Cell Forcing Net

A Cell Forcing Net is the Cell Forcing Chain augmented with at least one pigeonhole AND-merge inference.

The setup

Pick any unsolved cell. List its remaining candidates — say there are k of them. For each candidate d, hypothesise "this cell takes value d" and propagate. Exactly one of those k hypotheses must be true, so any conclusion that every branch reaches must also be true.

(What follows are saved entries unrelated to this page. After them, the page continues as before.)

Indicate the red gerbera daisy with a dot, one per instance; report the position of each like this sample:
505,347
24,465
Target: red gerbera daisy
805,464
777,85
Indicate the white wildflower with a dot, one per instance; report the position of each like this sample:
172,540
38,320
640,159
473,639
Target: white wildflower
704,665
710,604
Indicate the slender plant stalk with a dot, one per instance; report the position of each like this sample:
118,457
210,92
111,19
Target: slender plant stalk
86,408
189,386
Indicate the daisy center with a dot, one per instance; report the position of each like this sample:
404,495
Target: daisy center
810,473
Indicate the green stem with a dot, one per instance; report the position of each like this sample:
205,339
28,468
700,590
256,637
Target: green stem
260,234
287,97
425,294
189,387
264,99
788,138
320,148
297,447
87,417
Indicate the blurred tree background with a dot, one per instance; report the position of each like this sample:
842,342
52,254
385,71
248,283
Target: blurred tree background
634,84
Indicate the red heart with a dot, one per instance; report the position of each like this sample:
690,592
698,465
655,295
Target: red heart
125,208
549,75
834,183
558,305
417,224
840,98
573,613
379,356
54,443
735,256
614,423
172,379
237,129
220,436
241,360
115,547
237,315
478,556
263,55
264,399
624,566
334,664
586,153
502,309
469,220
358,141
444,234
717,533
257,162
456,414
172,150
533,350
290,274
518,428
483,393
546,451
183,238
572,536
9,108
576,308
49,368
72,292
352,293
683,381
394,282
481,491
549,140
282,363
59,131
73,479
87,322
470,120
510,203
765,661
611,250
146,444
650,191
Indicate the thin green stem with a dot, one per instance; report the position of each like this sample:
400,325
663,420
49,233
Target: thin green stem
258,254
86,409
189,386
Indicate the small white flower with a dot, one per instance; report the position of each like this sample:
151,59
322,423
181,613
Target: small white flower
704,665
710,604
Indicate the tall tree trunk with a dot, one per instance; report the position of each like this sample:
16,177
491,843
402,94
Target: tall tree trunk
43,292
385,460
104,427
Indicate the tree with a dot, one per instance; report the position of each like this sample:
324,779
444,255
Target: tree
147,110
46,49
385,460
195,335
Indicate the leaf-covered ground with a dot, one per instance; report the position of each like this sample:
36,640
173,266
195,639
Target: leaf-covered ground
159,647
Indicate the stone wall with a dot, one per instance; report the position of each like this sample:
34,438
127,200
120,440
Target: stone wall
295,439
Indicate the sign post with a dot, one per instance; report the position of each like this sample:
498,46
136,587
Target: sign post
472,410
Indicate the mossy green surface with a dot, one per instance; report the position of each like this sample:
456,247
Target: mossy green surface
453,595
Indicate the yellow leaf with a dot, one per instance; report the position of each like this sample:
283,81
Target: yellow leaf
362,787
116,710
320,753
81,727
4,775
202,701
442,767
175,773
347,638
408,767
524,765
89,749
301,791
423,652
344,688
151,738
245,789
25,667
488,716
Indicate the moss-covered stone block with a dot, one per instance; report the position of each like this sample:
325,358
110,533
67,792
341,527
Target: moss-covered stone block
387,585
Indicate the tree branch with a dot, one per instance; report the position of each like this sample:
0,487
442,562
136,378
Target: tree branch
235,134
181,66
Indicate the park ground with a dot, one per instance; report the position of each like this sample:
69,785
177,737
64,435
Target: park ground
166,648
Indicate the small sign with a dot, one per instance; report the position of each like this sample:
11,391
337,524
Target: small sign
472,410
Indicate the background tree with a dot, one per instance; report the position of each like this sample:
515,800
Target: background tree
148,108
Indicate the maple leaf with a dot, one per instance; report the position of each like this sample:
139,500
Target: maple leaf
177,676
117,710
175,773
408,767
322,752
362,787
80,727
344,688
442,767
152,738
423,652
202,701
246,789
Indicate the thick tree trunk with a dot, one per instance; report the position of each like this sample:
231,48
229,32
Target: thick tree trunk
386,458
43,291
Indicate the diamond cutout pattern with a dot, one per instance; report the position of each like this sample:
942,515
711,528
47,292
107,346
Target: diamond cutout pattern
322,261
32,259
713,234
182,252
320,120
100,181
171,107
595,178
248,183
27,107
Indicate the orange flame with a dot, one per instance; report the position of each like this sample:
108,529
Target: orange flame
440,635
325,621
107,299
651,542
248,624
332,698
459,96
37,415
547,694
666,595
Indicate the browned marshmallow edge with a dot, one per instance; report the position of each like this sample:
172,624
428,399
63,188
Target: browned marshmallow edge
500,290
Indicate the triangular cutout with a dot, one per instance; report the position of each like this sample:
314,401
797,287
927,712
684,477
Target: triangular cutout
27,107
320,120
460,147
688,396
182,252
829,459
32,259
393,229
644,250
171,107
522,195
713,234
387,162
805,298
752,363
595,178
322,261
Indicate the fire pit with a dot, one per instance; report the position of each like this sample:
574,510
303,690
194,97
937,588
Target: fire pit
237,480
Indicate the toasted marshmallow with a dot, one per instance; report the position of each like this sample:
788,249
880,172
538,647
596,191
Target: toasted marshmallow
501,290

When all k branches converge on the same elimination or placement, you have either:

What the AND-merge buys you

Plain Cell Forcing Chains fail when one of the branches can't reach the target through chain edges alone. The AND-merge gives that stuck branch one extra inference type: "this digit must be in this unit somewhere, and the chain has forced every position OFF except one, so that last position must be ON". A single such step is often enough to bridge the gap and reopen convergence — that's the whole reason the technique exists.

The pattern

A typical Cell Forcing Net looks like this in the visualiser:

  1. Premise cell — the cell with k candidates, all highlighted.
  2. Per-branch chains — one chain per candidate, each in its own colour, fanning out from the premise.
  3. At least one merge node — a dashed parent-to-derived edge group with an AND-gate glyph at the midpoint, and the host unit (or cell) faintly outlined to mark the pigeonhole locus.
  4. Convergence target — the cell every branch reaches the same way, with the resulting elimination or placement.

If the candidate of a branch is placed, that branch's chain colour ends at the convergence target. If the candidate is eliminated by the conclusion, the elimination is drawn at the target.

How it's different from a Cell Forcing Chain

Aspect Cell Forcing Chain Cell Forcing Net
Branches One per cell candidate One per cell candidate
Allowed edge types bi-location, bi-value bi-location, bi-value, AND-merge
Proof shape per branch Chain (one parent per derived vertex) DAG (some vertices have multiple parents)
When it fires Every branch's chain reaches the target At least one branch requires a merge to reach the target

If you delete every AND-merge step and the proof still goes through, it was a Cell Forcing Chain all along — the engine grades it as a chain, not a net.

Why expert-tier

Cell Forcing Nets are harder than the corresponding chain for two reasons. First, the search space is larger: each branch can take pigeonhole shortcuts, so the analyser must enumerate merge sites in addition to chain edges. Second, the proof is conceptually heavier — combining "all of these are OFF, so this one is ON" with a chain of one-step implications is more cognitively demanding than following a single linear thread.